Direito de profanação
“A racionalidade intrínseca de uma civilização confere uma validade universal à sua cultura e permite-lhe impor as suas luzes às outras civilizações”(1) , afirma Laurent de Briey em O conflito dos paradigmas.
Como cultura dominante –e com a «boa consciência» de sentir-se sob a proteção divina, que Eduardo Lourenço identifica em O esplendor do Caos(2) – podemos profanar as crenças e conhecimentos de outras culturas, mas não será aceite que essas culturas ‘inferiores’, abandonadas do ‘deus verdadeiro’ (capital, religião, filosofia, bem-estar) ousem ofender os nossos valores. Profanamos o silêncio dos que pensam e não suportamos que os seus pensamentos esclareçam a nossa confusão; desrespeitamos o espaço sagrado dos outros e irritamo-nos quando se aproximam do nosso templo.
Na cultura islâmica, o termo ‘música’ está reservado à vida secular e mundana, portanto não pode ser utilizado num espaço de oração como uma mesquita(3). Se insistimos em chamar música à recitação melismática do Alcorão, estaremos a cometer um ato de impiedade, um sacrilégio.
Para um ator, como para um músico, o seu território sagrado, de veneração e respeito, é o palco e não deveria ser profanado. Mas quando se profana aos criadores vivos, roubando ou ignorando seu trabalho, a sociedade europeia situa-se na condição de consumidora passiva de uma ideia de cultura-comércio dominada pelo poder da mass media usa-americana.

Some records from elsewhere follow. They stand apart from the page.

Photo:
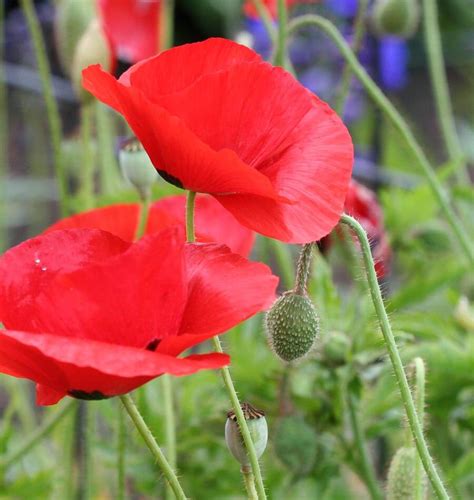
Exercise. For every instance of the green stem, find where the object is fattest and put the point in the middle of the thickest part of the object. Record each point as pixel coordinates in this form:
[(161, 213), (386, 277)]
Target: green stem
[(40, 433), (367, 468), (52, 111), (86, 177), (150, 441), (439, 84), (266, 18), (359, 31), (249, 482), (302, 271), (395, 359), (226, 373), (121, 445), (420, 409), (229, 384), (108, 168), (190, 236), (397, 120), (3, 136), (280, 50), (170, 432), (144, 212)]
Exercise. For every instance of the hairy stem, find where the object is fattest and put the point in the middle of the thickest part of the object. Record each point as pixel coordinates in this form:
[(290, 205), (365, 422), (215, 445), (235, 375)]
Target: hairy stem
[(395, 359), (439, 84), (152, 445), (397, 120), (52, 111)]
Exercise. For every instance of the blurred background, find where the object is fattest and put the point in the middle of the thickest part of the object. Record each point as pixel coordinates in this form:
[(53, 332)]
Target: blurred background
[(424, 278)]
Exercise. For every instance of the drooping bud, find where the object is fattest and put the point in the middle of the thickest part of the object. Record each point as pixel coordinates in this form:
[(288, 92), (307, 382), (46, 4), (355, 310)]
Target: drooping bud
[(292, 326), (396, 17), (92, 48), (296, 444), (401, 475), (258, 429), (71, 21), (136, 166)]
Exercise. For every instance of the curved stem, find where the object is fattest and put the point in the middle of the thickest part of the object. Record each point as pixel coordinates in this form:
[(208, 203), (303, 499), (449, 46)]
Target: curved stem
[(144, 212), (280, 49), (52, 111), (266, 19), (359, 31), (170, 432), (41, 432), (86, 178), (420, 409), (121, 444), (302, 271), (439, 84), (395, 359), (229, 384), (150, 441), (249, 482), (226, 373), (397, 120), (365, 462)]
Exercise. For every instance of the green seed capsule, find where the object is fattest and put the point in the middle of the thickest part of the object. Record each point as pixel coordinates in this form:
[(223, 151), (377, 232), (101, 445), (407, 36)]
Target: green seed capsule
[(136, 166), (401, 475), (258, 429), (296, 444), (395, 17), (292, 326)]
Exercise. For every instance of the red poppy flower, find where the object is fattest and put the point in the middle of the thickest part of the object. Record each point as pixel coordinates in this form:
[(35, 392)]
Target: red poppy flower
[(212, 222), (89, 315), (132, 27), (272, 6), (215, 118)]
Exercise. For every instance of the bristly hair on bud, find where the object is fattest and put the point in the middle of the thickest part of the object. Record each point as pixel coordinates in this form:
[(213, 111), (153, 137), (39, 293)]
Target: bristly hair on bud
[(401, 475), (292, 323), (258, 428)]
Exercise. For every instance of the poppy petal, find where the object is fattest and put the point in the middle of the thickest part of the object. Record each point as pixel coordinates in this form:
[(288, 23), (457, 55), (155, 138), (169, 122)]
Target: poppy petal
[(313, 169), (175, 151), (28, 269), (90, 369), (224, 289)]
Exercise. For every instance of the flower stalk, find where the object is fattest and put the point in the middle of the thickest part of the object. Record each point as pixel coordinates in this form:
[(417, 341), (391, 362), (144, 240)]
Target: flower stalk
[(229, 384), (395, 359), (52, 111), (152, 445), (396, 119), (439, 84)]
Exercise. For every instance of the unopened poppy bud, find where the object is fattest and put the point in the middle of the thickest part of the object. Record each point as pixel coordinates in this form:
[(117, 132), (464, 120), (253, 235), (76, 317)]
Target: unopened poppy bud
[(292, 326), (136, 166), (70, 23), (396, 17), (296, 444), (257, 425), (92, 48), (401, 475)]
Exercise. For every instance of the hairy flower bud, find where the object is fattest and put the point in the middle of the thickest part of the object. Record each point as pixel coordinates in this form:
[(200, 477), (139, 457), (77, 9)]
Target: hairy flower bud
[(92, 48), (136, 166), (292, 326), (296, 444), (401, 475), (258, 429), (396, 17)]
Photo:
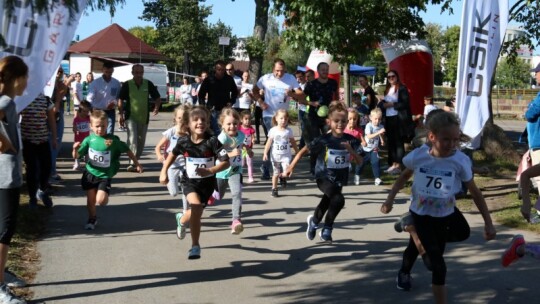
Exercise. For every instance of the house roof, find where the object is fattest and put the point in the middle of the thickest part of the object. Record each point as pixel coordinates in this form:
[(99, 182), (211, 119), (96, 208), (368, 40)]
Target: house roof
[(115, 42)]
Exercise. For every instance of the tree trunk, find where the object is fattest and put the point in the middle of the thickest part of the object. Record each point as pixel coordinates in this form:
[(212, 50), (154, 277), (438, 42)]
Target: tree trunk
[(259, 32)]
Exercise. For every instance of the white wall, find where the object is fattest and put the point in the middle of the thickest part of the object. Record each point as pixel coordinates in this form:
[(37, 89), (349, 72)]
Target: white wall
[(80, 63)]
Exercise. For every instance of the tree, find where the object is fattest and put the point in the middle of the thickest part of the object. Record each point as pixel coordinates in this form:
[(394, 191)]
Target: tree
[(148, 34), (512, 74)]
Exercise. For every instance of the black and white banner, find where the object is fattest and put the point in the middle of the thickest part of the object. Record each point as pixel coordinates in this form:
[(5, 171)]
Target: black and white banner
[(483, 26), (41, 40)]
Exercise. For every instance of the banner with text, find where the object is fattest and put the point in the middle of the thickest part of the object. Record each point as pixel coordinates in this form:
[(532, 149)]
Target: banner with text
[(483, 26), (41, 40)]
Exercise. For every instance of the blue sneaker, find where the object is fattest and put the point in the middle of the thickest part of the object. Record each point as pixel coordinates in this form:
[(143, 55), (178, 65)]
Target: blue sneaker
[(45, 198), (311, 228), (326, 234)]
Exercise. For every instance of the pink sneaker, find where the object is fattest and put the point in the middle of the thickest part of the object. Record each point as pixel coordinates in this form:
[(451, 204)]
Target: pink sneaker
[(510, 255), (237, 227)]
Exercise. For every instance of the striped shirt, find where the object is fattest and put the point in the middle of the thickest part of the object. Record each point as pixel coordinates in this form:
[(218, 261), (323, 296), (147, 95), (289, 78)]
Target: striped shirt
[(34, 124)]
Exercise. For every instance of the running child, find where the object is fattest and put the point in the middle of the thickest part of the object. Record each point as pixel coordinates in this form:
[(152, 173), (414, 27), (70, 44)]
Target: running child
[(103, 152), (249, 140), (200, 150), (438, 172), (356, 131), (232, 141), (280, 138), (81, 125), (374, 135), (334, 150), (518, 249)]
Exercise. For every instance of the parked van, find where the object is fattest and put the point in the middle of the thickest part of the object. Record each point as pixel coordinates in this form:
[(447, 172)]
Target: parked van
[(156, 73)]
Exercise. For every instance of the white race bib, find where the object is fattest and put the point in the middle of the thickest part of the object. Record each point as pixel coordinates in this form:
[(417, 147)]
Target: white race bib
[(192, 163), (337, 159), (436, 183), (100, 159), (281, 147)]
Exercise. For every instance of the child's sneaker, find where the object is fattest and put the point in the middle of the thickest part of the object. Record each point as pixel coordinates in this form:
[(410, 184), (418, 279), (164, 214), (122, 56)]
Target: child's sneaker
[(237, 227), (311, 228), (91, 224), (510, 255), (357, 180), (180, 228)]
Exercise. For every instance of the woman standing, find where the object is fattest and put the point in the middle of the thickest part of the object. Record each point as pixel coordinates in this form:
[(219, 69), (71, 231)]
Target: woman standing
[(398, 122), (13, 80)]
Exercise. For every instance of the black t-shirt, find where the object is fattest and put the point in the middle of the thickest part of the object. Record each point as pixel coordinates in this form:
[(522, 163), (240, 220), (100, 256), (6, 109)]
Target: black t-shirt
[(332, 158), (320, 92), (203, 154)]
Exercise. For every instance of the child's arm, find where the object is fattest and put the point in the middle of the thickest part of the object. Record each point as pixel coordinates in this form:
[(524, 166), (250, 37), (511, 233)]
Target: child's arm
[(489, 229), (135, 161), (162, 142), (267, 148), (398, 185), (163, 178), (290, 168)]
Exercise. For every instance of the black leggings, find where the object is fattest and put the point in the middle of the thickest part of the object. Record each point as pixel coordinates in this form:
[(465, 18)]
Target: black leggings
[(332, 201), (396, 145), (9, 205), (37, 158), (434, 233)]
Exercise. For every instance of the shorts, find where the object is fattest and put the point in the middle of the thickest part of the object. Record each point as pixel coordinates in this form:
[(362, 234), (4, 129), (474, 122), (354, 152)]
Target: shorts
[(203, 190), (280, 163), (90, 181)]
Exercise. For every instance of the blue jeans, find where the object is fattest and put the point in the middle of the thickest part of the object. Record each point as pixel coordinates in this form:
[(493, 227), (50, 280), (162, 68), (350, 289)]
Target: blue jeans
[(373, 158), (111, 120), (59, 135)]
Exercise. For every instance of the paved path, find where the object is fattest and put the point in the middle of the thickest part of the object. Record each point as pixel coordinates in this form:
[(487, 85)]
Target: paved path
[(133, 256)]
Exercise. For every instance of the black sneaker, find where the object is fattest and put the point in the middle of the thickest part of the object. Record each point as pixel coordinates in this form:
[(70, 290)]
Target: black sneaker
[(404, 220), (403, 281)]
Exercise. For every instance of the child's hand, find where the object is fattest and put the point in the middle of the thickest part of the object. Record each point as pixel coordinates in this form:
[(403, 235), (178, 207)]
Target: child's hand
[(387, 207), (163, 179), (489, 232)]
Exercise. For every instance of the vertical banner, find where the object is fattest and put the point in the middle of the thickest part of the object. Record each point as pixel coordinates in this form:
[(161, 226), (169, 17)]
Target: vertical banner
[(40, 40), (483, 26)]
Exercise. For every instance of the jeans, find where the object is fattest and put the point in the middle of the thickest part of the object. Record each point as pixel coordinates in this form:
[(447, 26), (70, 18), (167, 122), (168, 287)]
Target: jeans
[(373, 158), (59, 135), (236, 193), (136, 137)]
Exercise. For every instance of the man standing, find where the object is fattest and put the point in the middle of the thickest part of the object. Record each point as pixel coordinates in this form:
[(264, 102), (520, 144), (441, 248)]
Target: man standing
[(103, 93), (134, 108), (278, 87), (221, 90)]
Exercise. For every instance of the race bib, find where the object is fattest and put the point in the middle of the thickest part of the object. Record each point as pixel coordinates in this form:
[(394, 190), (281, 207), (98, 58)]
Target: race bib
[(192, 163), (100, 159), (434, 183), (337, 159), (281, 147)]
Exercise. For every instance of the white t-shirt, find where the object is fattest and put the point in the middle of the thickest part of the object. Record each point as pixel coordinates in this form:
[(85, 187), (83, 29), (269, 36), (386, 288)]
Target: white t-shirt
[(280, 141), (392, 96), (274, 91), (436, 180), (101, 93), (372, 143)]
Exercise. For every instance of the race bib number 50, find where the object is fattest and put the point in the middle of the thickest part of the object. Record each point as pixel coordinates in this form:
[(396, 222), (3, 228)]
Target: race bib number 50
[(193, 163)]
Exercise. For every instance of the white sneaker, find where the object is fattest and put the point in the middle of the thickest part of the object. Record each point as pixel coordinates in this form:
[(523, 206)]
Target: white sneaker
[(6, 297)]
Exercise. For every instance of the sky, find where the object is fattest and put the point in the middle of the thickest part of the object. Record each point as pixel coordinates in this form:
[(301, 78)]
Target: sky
[(238, 14)]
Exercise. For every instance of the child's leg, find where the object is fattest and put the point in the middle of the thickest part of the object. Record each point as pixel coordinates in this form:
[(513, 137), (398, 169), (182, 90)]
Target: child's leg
[(236, 193)]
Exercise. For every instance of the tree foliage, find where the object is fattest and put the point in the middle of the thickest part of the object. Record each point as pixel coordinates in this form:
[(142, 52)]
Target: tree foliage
[(512, 74)]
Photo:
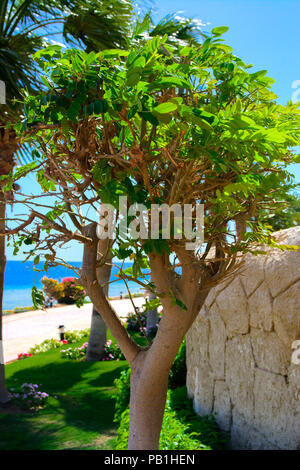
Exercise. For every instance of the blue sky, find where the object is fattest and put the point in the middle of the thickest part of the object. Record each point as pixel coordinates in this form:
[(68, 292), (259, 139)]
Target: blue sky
[(264, 33)]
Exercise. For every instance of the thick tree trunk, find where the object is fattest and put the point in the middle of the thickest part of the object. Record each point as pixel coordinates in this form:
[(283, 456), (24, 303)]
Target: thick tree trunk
[(98, 333), (152, 315), (147, 404), (150, 366), (4, 397), (97, 338), (149, 381)]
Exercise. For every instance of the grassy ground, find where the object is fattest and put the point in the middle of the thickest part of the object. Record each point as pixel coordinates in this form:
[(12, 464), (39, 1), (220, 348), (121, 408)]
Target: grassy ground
[(79, 413)]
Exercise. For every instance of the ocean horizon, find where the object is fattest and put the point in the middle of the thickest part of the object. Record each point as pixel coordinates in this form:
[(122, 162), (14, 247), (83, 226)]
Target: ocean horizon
[(20, 277)]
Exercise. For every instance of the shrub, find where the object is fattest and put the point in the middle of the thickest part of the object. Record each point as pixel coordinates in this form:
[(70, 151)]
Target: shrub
[(24, 355), (76, 354), (45, 346), (29, 397), (76, 336), (50, 344), (68, 291), (182, 429)]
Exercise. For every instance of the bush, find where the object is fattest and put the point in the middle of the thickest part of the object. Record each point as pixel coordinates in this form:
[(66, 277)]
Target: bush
[(76, 354), (112, 352), (50, 344), (29, 397), (68, 291), (181, 429), (46, 345)]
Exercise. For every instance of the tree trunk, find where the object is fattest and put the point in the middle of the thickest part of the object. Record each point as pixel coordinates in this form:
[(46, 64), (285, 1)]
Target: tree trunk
[(152, 316), (4, 397), (98, 333), (97, 338), (149, 380)]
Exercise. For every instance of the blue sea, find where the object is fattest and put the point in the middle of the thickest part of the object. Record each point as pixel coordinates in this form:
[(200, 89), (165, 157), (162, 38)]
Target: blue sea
[(20, 277)]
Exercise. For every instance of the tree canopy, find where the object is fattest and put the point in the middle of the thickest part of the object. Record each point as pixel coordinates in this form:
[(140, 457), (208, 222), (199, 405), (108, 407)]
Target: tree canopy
[(164, 122)]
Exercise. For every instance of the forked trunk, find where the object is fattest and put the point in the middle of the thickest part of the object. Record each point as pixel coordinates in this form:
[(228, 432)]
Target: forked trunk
[(147, 405), (149, 381), (4, 397), (98, 333), (97, 338)]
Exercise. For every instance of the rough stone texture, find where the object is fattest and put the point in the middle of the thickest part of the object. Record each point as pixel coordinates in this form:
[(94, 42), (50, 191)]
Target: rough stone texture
[(222, 405), (239, 352), (233, 308)]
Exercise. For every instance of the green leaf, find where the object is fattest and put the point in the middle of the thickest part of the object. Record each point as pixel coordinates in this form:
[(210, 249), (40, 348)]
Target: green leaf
[(110, 53), (219, 30), (147, 116), (165, 108)]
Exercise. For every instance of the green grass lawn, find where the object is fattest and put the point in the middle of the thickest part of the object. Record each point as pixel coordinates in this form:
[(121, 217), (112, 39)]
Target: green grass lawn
[(79, 413)]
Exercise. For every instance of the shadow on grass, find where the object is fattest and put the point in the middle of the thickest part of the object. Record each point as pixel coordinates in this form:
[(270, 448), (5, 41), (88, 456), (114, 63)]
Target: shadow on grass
[(80, 415)]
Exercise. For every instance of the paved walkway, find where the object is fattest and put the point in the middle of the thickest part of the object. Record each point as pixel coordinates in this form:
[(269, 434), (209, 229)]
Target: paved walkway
[(21, 331)]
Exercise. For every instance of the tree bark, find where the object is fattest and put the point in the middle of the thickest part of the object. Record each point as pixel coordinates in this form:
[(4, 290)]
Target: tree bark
[(4, 396), (152, 316), (98, 333), (149, 380), (150, 366)]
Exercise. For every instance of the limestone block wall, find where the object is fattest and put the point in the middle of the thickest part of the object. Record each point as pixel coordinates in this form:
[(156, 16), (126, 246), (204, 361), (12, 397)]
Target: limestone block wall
[(239, 352)]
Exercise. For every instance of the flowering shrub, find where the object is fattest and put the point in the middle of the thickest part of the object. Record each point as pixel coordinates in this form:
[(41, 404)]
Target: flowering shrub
[(75, 353), (70, 337), (29, 397), (68, 291), (45, 346), (112, 352), (24, 355)]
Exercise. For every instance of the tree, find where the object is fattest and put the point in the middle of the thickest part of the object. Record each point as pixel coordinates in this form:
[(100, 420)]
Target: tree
[(286, 212), (98, 24), (157, 124)]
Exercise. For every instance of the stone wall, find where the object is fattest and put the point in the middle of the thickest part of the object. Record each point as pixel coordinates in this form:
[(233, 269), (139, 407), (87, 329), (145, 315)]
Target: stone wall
[(239, 352)]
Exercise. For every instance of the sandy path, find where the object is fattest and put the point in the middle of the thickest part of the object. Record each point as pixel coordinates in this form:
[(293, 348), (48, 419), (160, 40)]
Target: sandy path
[(23, 330)]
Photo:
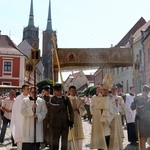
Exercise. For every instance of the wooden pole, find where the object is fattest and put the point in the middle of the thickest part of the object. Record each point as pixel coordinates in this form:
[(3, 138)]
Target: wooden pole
[(59, 69), (35, 97)]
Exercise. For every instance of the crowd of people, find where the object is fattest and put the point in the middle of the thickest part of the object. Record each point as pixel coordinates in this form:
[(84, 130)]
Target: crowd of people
[(39, 121)]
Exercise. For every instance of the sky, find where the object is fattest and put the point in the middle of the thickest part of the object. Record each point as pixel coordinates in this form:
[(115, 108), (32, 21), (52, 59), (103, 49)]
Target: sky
[(78, 23)]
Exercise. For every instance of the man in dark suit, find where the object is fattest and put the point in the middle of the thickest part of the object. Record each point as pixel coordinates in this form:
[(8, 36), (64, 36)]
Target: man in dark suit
[(123, 95), (62, 118)]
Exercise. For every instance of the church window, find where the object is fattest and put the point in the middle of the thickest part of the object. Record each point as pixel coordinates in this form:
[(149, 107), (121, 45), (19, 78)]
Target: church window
[(7, 66)]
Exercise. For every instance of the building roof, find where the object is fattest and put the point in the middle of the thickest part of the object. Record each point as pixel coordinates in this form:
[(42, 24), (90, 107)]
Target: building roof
[(125, 39), (25, 47), (137, 35), (90, 78), (8, 47)]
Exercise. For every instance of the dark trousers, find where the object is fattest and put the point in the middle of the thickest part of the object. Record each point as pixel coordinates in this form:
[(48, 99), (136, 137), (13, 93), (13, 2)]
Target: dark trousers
[(4, 127), (57, 133), (30, 146), (131, 130), (89, 115)]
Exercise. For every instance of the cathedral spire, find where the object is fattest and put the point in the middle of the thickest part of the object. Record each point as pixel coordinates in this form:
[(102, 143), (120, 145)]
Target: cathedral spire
[(49, 20), (31, 16)]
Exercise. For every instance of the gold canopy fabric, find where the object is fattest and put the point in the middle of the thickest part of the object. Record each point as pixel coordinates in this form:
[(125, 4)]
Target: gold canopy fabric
[(73, 58)]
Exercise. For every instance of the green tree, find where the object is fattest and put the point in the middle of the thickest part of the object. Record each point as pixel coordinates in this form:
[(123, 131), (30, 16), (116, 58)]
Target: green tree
[(92, 91), (44, 82)]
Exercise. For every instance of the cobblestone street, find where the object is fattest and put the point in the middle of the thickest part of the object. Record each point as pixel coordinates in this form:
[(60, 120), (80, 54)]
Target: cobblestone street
[(86, 141)]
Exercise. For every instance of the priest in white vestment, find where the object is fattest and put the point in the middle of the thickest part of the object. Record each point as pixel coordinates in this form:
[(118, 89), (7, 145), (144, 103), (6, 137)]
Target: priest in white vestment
[(100, 122), (17, 118), (77, 131), (116, 132), (27, 110)]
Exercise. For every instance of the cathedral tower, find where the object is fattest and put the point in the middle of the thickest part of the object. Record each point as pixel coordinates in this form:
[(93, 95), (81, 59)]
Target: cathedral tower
[(47, 46), (31, 33)]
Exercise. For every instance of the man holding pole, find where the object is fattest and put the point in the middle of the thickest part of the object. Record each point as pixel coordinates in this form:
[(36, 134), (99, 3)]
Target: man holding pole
[(62, 118), (142, 106), (77, 130), (28, 107)]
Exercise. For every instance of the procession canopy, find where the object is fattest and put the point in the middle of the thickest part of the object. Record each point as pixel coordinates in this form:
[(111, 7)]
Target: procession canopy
[(72, 58)]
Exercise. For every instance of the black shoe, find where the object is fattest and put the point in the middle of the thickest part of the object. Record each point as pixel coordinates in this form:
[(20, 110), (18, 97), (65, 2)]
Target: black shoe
[(14, 145), (134, 143)]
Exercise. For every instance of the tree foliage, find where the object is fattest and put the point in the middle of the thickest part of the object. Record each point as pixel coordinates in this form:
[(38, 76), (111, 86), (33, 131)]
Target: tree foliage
[(44, 82)]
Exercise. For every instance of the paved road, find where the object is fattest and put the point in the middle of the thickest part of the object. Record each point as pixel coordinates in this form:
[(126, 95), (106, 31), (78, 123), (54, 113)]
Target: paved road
[(87, 130)]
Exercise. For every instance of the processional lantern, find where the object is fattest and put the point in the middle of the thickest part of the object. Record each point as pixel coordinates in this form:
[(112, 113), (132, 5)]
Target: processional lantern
[(33, 60)]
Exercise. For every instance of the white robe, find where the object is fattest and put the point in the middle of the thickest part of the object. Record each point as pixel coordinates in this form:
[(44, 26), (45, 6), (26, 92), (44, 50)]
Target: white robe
[(100, 122), (77, 131), (17, 119), (130, 114), (28, 120)]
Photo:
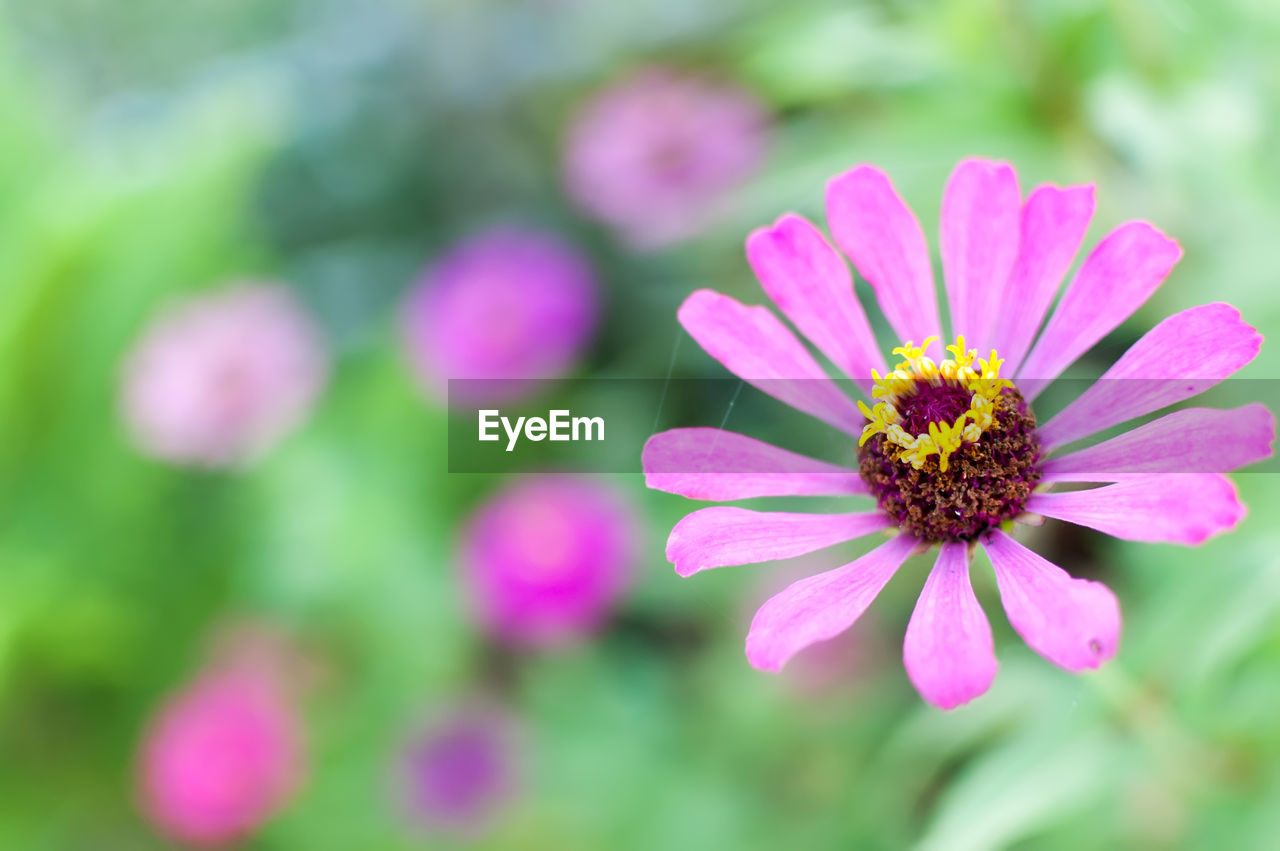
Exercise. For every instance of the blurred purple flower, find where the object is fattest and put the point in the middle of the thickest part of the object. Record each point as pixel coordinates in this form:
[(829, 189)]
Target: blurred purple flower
[(656, 154), (461, 769), (219, 378), (504, 303), (547, 559), (220, 758)]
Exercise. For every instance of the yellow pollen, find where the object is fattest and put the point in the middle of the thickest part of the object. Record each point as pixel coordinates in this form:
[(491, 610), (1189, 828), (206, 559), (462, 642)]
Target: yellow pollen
[(979, 376)]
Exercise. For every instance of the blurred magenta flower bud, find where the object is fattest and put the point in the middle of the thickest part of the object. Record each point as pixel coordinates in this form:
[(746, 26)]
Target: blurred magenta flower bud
[(461, 769), (220, 758), (545, 561), (218, 379), (504, 303), (657, 154)]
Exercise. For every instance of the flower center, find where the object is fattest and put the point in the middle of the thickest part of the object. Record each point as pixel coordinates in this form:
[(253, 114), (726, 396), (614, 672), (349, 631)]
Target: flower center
[(950, 449)]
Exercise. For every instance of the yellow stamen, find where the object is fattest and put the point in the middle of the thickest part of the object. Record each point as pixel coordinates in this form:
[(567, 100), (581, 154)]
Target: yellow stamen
[(981, 376)]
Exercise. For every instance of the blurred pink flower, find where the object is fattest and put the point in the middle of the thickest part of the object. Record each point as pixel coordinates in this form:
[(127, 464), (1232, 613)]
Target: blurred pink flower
[(219, 378), (547, 559), (222, 756), (461, 769), (656, 154), (504, 303)]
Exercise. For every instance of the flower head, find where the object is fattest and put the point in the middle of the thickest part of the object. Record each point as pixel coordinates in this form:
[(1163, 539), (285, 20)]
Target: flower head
[(547, 559), (460, 769), (219, 378), (656, 154), (504, 303), (950, 448), (222, 756)]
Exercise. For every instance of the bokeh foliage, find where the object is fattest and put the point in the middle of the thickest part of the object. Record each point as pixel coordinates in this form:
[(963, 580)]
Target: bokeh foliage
[(154, 147)]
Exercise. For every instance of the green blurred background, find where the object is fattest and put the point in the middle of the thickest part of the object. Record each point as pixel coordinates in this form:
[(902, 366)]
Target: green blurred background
[(151, 147)]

Todos temos os nossos sacrários, onde arrumamos as coisas que retiramos da esfera pública, protegendo-as com o direito à privacidade. Ofende a dignidade humana quem as restitui ao uso profano sem consentimento(4).
Qual o direito que nos autoriza a profanar a cultura dos outros? Acaso a intranscendência da cultura pós-moderna? Eduardo Lourenço diz-nos que “à globalização ideológica e política sucedeu a forma de poder mais sedutor que os homens inventaram: a globalização cultural”(5). O cultural é mais do que ópio para o povo e quem é proprietário do imaginário, com um poder de sedução sem igual, é virtualmente o senhor do mundo. O cultural deixou de ser a imagem e o esplendor de uma economia para se transformar numa mercadoria de rendimento infinito com a culturização de todos os objetos de consumo(6).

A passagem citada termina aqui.